I was reading through Michael Nielsen's blog post on augmenting long term memory, and while all the material on Anki is fascinating, one excerpt that really stood out to me was when he talked about how chess masters recognized larger "chunks" of the board, patterns of organization of pieces, as opposed to novices simply recognizing the position of certain singular pieces on the board.
The specific quote that prompted me to write this zettel was this:
In particular, someone with a lower IQ but able to call on more complex chunks would be able to reason about more complex situations than someone with a higher IQ but less complex internalized chunks.
- Michael Nielsen, in his blog post on augmenting long term memory.
Is that not just a very sciencey way to say "hard work beats talent when talent doesn't work hard?
Take, for example, somebody with an IQ that allows to them to keep 7 working chunks in their memory at any point of time. Let's take them to be a chess player, simply because the squares of a chessboard offer a suitable medium for the discussion of this question.
With years of practice, they manage to get the number of squares in each chunk of their memory from 1 to 6.
They come up against a supremely talented chess player, one with the capacity to keep almost double the number of working chunks in their memory, 12 chunks.

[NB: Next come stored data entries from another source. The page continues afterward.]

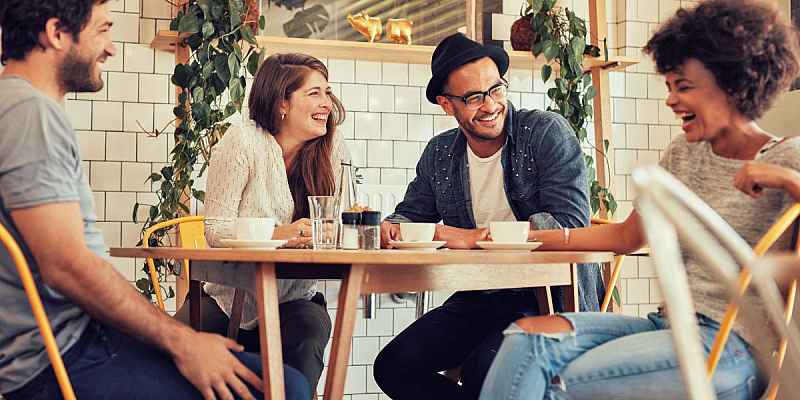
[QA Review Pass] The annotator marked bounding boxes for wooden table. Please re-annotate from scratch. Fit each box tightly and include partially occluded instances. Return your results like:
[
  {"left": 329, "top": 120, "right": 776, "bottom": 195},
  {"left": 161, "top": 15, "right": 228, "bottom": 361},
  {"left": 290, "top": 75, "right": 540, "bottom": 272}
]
[{"left": 109, "top": 247, "right": 614, "bottom": 400}]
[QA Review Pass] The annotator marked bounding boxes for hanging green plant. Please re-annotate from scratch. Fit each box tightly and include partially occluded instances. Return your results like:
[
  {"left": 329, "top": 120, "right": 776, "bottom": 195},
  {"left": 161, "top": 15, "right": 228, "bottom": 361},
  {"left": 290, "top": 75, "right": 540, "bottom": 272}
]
[
  {"left": 132, "top": 0, "right": 264, "bottom": 301},
  {"left": 524, "top": 0, "right": 619, "bottom": 307},
  {"left": 524, "top": 0, "right": 616, "bottom": 216}
]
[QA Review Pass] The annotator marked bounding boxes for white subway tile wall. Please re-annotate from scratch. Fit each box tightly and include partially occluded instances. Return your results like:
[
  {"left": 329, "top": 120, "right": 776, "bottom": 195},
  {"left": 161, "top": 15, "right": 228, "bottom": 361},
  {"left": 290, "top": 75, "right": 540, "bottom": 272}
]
[{"left": 49, "top": 0, "right": 703, "bottom": 397}]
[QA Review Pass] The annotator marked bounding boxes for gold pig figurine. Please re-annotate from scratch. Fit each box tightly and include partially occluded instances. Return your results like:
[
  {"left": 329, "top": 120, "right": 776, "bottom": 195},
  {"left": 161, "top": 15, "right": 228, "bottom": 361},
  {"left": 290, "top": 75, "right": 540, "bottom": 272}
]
[
  {"left": 347, "top": 12, "right": 382, "bottom": 43},
  {"left": 386, "top": 18, "right": 413, "bottom": 45}
]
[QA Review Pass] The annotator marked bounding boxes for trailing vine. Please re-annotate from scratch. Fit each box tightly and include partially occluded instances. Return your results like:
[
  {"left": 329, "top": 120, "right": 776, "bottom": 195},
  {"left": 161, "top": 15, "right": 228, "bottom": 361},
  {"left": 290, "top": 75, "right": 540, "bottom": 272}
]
[
  {"left": 525, "top": 0, "right": 616, "bottom": 215},
  {"left": 132, "top": 0, "right": 263, "bottom": 301}
]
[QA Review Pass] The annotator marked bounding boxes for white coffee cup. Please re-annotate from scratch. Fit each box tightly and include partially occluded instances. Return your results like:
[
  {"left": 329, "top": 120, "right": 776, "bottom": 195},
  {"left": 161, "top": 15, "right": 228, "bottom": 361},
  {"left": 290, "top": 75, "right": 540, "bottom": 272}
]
[
  {"left": 399, "top": 222, "right": 436, "bottom": 242},
  {"left": 489, "top": 221, "right": 530, "bottom": 243},
  {"left": 235, "top": 217, "right": 276, "bottom": 240}
]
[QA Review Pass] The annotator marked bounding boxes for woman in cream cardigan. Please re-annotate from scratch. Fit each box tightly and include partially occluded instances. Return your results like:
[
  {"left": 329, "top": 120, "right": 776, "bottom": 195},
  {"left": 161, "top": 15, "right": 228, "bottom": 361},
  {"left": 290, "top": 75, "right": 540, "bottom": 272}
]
[{"left": 176, "top": 53, "right": 349, "bottom": 391}]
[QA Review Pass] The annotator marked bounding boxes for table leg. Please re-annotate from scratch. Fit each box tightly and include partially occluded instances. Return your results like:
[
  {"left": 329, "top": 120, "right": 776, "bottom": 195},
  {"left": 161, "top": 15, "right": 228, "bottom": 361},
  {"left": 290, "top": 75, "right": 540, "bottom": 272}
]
[
  {"left": 189, "top": 279, "right": 202, "bottom": 330},
  {"left": 562, "top": 263, "right": 580, "bottom": 312},
  {"left": 323, "top": 264, "right": 365, "bottom": 400},
  {"left": 255, "top": 262, "right": 284, "bottom": 400}
]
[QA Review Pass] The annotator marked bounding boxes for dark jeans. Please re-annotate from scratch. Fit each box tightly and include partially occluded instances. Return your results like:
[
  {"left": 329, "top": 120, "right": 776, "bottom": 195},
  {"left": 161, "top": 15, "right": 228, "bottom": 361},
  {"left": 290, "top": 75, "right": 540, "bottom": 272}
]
[
  {"left": 175, "top": 290, "right": 332, "bottom": 391},
  {"left": 3, "top": 320, "right": 310, "bottom": 400},
  {"left": 373, "top": 289, "right": 541, "bottom": 400}
]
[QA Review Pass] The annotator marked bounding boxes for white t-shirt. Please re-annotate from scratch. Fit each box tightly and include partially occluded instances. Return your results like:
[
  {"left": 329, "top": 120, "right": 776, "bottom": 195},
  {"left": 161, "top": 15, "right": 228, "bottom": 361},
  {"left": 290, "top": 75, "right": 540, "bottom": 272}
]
[{"left": 466, "top": 144, "right": 516, "bottom": 228}]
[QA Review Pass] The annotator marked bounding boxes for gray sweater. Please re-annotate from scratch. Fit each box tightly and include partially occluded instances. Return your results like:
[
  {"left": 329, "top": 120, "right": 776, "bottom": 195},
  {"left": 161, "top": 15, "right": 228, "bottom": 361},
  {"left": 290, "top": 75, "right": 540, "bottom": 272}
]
[{"left": 659, "top": 134, "right": 800, "bottom": 348}]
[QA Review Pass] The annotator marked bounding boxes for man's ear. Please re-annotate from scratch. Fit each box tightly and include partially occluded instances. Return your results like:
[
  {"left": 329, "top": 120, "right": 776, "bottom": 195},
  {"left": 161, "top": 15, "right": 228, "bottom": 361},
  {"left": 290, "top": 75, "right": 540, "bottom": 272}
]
[
  {"left": 436, "top": 96, "right": 455, "bottom": 116},
  {"left": 40, "top": 17, "right": 70, "bottom": 52}
]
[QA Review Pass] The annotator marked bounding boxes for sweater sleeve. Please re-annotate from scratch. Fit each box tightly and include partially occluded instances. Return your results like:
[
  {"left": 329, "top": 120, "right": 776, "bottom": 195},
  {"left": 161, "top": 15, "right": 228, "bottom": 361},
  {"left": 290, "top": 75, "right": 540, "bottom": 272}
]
[{"left": 203, "top": 125, "right": 253, "bottom": 247}]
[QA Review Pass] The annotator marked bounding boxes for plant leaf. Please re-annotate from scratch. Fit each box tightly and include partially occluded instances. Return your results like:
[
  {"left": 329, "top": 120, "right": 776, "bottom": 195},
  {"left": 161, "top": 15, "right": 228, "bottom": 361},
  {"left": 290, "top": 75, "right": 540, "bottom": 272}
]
[
  {"left": 247, "top": 51, "right": 260, "bottom": 76},
  {"left": 543, "top": 42, "right": 559, "bottom": 61},
  {"left": 214, "top": 54, "right": 231, "bottom": 84},
  {"left": 228, "top": 77, "right": 244, "bottom": 102},
  {"left": 570, "top": 37, "right": 585, "bottom": 59},
  {"left": 171, "top": 64, "right": 192, "bottom": 87},
  {"left": 178, "top": 12, "right": 200, "bottom": 33},
  {"left": 228, "top": 0, "right": 243, "bottom": 30},
  {"left": 530, "top": 0, "right": 544, "bottom": 14},
  {"left": 228, "top": 52, "right": 240, "bottom": 79},
  {"left": 541, "top": 64, "right": 552, "bottom": 83},
  {"left": 202, "top": 21, "right": 215, "bottom": 38}
]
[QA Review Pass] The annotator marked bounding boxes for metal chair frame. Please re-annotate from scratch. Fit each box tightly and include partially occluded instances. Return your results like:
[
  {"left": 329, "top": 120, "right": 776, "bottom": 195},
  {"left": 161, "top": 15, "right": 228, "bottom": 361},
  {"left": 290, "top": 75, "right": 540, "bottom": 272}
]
[{"left": 0, "top": 224, "right": 77, "bottom": 399}]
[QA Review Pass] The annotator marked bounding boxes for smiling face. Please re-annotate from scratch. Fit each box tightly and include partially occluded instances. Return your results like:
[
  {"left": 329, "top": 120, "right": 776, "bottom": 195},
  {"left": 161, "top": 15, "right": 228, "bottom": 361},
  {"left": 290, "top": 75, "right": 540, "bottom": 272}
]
[
  {"left": 58, "top": 2, "right": 116, "bottom": 93},
  {"left": 278, "top": 69, "right": 333, "bottom": 142},
  {"left": 437, "top": 57, "right": 507, "bottom": 144},
  {"left": 664, "top": 58, "right": 741, "bottom": 143}
]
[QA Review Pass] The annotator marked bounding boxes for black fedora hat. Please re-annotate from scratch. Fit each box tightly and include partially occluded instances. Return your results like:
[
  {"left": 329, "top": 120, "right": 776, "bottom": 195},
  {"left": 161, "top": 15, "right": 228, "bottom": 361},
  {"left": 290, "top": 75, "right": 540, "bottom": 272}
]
[{"left": 425, "top": 33, "right": 509, "bottom": 104}]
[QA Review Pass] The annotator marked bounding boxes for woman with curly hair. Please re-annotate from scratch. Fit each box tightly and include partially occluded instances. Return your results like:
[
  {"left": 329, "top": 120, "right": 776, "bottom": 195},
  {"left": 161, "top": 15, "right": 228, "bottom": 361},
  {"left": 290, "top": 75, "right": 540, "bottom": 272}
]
[{"left": 478, "top": 1, "right": 800, "bottom": 399}]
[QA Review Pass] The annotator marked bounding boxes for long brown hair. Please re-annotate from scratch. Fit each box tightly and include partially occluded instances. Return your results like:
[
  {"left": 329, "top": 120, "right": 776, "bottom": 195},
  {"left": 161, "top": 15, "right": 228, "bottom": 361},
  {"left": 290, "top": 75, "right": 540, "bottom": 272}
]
[{"left": 249, "top": 53, "right": 346, "bottom": 220}]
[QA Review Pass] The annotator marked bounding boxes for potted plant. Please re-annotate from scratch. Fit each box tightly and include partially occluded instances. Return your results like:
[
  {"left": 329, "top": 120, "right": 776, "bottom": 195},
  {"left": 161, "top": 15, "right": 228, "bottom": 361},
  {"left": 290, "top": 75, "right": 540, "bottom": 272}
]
[{"left": 510, "top": 4, "right": 535, "bottom": 51}]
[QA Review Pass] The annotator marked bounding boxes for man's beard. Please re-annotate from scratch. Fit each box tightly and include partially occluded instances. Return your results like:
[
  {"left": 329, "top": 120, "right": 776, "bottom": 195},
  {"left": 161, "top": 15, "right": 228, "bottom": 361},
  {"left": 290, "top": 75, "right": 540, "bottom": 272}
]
[{"left": 58, "top": 48, "right": 103, "bottom": 93}]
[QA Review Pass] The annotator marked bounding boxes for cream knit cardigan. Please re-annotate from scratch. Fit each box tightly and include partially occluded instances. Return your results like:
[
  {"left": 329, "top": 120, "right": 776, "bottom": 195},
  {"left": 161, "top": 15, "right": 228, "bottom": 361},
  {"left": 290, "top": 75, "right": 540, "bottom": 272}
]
[{"left": 203, "top": 118, "right": 349, "bottom": 329}]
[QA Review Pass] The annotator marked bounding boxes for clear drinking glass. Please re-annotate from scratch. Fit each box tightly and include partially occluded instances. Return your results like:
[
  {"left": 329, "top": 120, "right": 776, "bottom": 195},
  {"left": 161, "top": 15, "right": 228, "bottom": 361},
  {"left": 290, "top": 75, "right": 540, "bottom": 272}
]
[{"left": 308, "top": 195, "right": 340, "bottom": 249}]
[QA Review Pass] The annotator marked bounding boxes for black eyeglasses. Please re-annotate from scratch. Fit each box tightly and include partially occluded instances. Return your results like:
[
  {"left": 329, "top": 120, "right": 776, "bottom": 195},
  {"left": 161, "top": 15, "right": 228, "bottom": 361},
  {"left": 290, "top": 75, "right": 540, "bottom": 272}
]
[{"left": 441, "top": 80, "right": 508, "bottom": 110}]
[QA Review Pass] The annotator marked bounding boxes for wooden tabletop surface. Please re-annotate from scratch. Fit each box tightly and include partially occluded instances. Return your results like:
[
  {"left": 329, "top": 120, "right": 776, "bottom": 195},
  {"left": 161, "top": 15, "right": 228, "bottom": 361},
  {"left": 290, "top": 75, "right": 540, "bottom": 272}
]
[{"left": 109, "top": 247, "right": 616, "bottom": 265}]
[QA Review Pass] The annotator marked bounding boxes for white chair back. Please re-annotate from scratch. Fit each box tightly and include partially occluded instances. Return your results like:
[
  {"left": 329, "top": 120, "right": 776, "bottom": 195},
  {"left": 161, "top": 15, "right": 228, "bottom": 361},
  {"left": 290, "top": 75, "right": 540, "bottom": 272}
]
[{"left": 631, "top": 165, "right": 800, "bottom": 399}]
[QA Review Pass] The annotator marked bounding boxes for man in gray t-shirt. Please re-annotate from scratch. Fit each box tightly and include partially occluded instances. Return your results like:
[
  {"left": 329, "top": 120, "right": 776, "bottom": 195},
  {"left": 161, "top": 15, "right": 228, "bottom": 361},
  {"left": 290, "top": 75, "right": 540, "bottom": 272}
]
[
  {"left": 0, "top": 1, "right": 309, "bottom": 399},
  {"left": 0, "top": 75, "right": 96, "bottom": 392}
]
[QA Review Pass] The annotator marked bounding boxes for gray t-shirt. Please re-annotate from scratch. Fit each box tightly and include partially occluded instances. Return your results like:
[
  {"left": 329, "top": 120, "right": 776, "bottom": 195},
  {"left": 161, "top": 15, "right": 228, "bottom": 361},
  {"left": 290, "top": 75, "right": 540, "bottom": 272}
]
[
  {"left": 0, "top": 76, "right": 104, "bottom": 392},
  {"left": 659, "top": 134, "right": 800, "bottom": 349}
]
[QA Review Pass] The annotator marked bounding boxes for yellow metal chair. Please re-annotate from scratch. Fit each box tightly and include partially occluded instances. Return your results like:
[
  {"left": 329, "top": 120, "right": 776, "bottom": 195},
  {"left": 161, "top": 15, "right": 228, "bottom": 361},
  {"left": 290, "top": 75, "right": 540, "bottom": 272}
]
[
  {"left": 142, "top": 215, "right": 206, "bottom": 312},
  {"left": 706, "top": 203, "right": 800, "bottom": 400},
  {"left": 0, "top": 224, "right": 76, "bottom": 400},
  {"left": 143, "top": 215, "right": 246, "bottom": 339}
]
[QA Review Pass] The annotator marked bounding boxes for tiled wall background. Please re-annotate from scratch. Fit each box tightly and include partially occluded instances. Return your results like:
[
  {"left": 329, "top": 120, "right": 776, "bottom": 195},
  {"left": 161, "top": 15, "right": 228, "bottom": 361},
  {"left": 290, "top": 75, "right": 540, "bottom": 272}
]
[{"left": 5, "top": 0, "right": 702, "bottom": 397}]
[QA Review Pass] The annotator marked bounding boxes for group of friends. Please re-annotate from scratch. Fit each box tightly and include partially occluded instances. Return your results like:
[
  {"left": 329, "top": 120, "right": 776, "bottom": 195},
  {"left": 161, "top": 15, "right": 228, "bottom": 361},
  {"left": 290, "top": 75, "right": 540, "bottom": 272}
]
[{"left": 1, "top": 0, "right": 800, "bottom": 399}]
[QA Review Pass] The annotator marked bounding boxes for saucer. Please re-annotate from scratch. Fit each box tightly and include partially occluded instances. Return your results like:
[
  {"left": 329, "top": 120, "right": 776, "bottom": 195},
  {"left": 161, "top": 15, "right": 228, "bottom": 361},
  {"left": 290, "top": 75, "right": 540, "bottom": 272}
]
[
  {"left": 219, "top": 239, "right": 288, "bottom": 249},
  {"left": 390, "top": 240, "right": 447, "bottom": 250},
  {"left": 476, "top": 241, "right": 543, "bottom": 251}
]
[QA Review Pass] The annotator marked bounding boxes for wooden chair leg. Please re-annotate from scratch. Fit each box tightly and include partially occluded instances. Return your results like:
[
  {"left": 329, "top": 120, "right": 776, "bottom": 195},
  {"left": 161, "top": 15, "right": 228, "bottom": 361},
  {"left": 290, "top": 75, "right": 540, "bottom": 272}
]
[
  {"left": 227, "top": 288, "right": 245, "bottom": 340},
  {"left": 190, "top": 279, "right": 203, "bottom": 330},
  {"left": 534, "top": 286, "right": 555, "bottom": 315}
]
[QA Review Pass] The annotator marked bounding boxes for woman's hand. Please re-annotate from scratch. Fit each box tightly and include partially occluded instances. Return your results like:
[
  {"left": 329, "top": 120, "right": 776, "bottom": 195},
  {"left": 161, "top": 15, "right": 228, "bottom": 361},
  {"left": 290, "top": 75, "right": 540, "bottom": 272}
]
[
  {"left": 272, "top": 218, "right": 312, "bottom": 240},
  {"left": 734, "top": 162, "right": 800, "bottom": 199}
]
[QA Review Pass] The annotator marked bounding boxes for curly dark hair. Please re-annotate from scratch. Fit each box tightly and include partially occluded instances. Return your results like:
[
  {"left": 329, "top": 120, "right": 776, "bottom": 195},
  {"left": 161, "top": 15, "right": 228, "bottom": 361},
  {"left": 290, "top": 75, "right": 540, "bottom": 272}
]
[
  {"left": 643, "top": 0, "right": 800, "bottom": 120},
  {"left": 0, "top": 0, "right": 108, "bottom": 65}
]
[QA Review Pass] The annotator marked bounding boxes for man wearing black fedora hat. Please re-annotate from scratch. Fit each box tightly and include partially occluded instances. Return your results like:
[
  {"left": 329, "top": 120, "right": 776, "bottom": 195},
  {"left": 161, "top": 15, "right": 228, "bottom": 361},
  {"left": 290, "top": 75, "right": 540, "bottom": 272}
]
[{"left": 373, "top": 33, "right": 604, "bottom": 399}]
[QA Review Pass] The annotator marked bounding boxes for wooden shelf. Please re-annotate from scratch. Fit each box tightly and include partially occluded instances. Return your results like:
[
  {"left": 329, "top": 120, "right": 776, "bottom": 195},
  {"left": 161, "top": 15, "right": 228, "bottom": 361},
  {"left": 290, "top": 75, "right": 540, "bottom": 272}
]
[{"left": 151, "top": 30, "right": 638, "bottom": 72}]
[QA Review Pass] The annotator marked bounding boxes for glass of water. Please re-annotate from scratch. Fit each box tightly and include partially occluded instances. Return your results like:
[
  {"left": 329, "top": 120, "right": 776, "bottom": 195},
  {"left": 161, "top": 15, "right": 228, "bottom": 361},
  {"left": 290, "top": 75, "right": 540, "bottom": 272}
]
[{"left": 308, "top": 195, "right": 340, "bottom": 249}]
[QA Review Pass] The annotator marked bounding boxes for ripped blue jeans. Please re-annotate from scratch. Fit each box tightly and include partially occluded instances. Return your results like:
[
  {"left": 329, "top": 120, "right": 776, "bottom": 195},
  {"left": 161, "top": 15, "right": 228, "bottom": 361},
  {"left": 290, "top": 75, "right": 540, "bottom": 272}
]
[{"left": 479, "top": 312, "right": 765, "bottom": 400}]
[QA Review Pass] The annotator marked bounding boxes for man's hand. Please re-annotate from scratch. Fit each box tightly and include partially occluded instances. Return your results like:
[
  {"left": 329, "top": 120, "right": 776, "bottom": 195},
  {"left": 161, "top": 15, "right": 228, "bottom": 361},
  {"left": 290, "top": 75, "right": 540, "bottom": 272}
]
[
  {"left": 436, "top": 225, "right": 489, "bottom": 249},
  {"left": 380, "top": 221, "right": 402, "bottom": 248},
  {"left": 171, "top": 329, "right": 263, "bottom": 400}
]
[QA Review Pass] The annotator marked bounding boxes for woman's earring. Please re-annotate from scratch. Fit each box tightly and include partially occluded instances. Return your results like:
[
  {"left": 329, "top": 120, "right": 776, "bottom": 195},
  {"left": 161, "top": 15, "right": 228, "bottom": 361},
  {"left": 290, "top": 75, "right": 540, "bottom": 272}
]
[{"left": 280, "top": 113, "right": 285, "bottom": 120}]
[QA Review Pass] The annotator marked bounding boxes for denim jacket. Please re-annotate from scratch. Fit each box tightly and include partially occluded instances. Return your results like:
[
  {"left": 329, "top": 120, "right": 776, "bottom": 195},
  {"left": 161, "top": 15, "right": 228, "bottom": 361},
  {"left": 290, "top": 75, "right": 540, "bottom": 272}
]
[{"left": 386, "top": 102, "right": 604, "bottom": 312}]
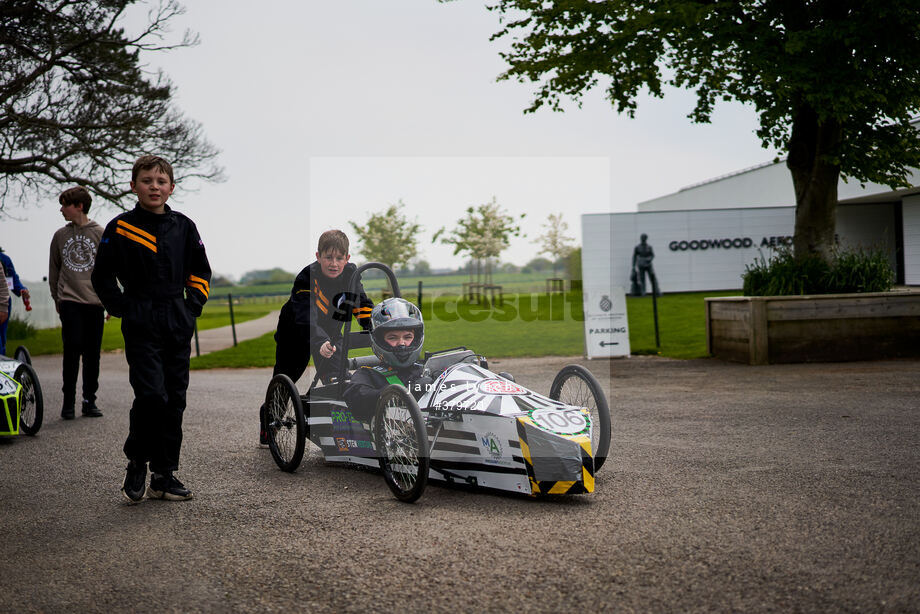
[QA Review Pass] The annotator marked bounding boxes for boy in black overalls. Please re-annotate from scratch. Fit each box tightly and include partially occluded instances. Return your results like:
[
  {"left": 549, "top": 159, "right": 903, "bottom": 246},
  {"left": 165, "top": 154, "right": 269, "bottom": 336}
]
[{"left": 92, "top": 155, "right": 211, "bottom": 503}]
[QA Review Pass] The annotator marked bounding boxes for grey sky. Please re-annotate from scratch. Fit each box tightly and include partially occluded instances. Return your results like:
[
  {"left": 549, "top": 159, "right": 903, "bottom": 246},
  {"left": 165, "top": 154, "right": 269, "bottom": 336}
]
[{"left": 2, "top": 0, "right": 779, "bottom": 282}]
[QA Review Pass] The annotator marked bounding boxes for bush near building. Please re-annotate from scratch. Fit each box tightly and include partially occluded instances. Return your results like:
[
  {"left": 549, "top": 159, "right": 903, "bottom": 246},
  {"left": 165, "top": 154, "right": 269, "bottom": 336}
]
[{"left": 743, "top": 248, "right": 894, "bottom": 296}]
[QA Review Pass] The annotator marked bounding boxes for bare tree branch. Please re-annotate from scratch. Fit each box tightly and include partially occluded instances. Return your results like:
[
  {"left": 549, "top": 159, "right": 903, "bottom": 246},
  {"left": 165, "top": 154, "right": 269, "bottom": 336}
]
[{"left": 0, "top": 0, "right": 224, "bottom": 215}]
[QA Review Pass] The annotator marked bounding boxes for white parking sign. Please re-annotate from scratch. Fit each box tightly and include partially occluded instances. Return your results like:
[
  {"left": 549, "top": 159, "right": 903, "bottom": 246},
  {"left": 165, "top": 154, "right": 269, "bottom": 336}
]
[{"left": 582, "top": 285, "right": 630, "bottom": 359}]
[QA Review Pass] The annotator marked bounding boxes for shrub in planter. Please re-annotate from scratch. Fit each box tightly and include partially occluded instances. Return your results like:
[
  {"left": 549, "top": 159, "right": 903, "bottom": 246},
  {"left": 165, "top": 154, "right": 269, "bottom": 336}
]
[
  {"left": 824, "top": 249, "right": 894, "bottom": 293},
  {"left": 743, "top": 249, "right": 829, "bottom": 296},
  {"left": 743, "top": 248, "right": 894, "bottom": 296}
]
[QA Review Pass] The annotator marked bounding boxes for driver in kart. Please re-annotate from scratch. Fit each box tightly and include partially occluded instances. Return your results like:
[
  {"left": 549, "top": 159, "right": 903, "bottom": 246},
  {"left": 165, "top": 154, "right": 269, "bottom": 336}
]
[{"left": 343, "top": 297, "right": 427, "bottom": 421}]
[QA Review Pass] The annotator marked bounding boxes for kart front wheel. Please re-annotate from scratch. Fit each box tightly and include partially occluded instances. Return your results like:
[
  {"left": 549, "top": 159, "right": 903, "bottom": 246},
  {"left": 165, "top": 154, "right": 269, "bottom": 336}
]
[
  {"left": 15, "top": 364, "right": 42, "bottom": 436},
  {"left": 549, "top": 364, "right": 611, "bottom": 472},
  {"left": 265, "top": 374, "right": 306, "bottom": 472},
  {"left": 374, "top": 385, "right": 429, "bottom": 503}
]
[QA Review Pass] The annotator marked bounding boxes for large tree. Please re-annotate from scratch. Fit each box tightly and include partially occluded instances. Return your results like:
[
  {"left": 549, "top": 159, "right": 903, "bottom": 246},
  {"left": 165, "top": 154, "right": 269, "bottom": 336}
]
[
  {"left": 480, "top": 0, "right": 920, "bottom": 262},
  {"left": 534, "top": 212, "right": 575, "bottom": 276},
  {"left": 434, "top": 196, "right": 524, "bottom": 284},
  {"left": 0, "top": 0, "right": 223, "bottom": 212},
  {"left": 349, "top": 199, "right": 422, "bottom": 271}
]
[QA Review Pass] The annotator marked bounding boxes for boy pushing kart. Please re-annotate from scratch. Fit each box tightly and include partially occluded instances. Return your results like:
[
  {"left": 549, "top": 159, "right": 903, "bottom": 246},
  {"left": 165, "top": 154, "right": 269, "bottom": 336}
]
[{"left": 259, "top": 230, "right": 373, "bottom": 444}]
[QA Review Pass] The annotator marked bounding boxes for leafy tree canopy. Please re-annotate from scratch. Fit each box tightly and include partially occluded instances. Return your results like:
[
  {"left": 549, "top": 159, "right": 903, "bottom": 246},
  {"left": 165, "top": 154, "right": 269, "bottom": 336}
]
[
  {"left": 524, "top": 256, "right": 553, "bottom": 272},
  {"left": 412, "top": 259, "right": 432, "bottom": 276},
  {"left": 480, "top": 0, "right": 920, "bottom": 261},
  {"left": 434, "top": 196, "right": 525, "bottom": 260},
  {"left": 565, "top": 246, "right": 582, "bottom": 281},
  {"left": 349, "top": 199, "right": 422, "bottom": 270},
  {"left": 534, "top": 212, "right": 575, "bottom": 274},
  {"left": 239, "top": 268, "right": 295, "bottom": 286},
  {"left": 0, "top": 0, "right": 223, "bottom": 213},
  {"left": 211, "top": 273, "right": 234, "bottom": 287}
]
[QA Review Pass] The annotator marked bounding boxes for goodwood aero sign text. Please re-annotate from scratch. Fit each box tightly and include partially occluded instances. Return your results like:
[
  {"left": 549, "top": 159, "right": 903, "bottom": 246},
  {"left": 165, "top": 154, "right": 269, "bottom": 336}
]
[{"left": 669, "top": 235, "right": 793, "bottom": 251}]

However, due to a lackadaisical attitude, family problems, lacking discipline, or whatever the cause, our hero gifted by the heavens has only managed to get each chunk to contain 3 squares.
Our hard-working chess player, now seated at the table, can conceivably hold a total of 42 squares in her memory, while the talented one can hold 36. Assuming that the outcome of the match is purely dictated by the number of working squares held in memory, in this case, hard work does beat talent.
Of course, this is not always absolute - sometimes the gap in natural talent can be so large that no matter how many base units you manage to encode in your chunk, you fall short. It also rests on the assumption that the outcome and effort are so directly linked, that the number of chunks you can hold in your memory are fixed, and so on and so forth.
But it is an interesting thing to think about nonetheless.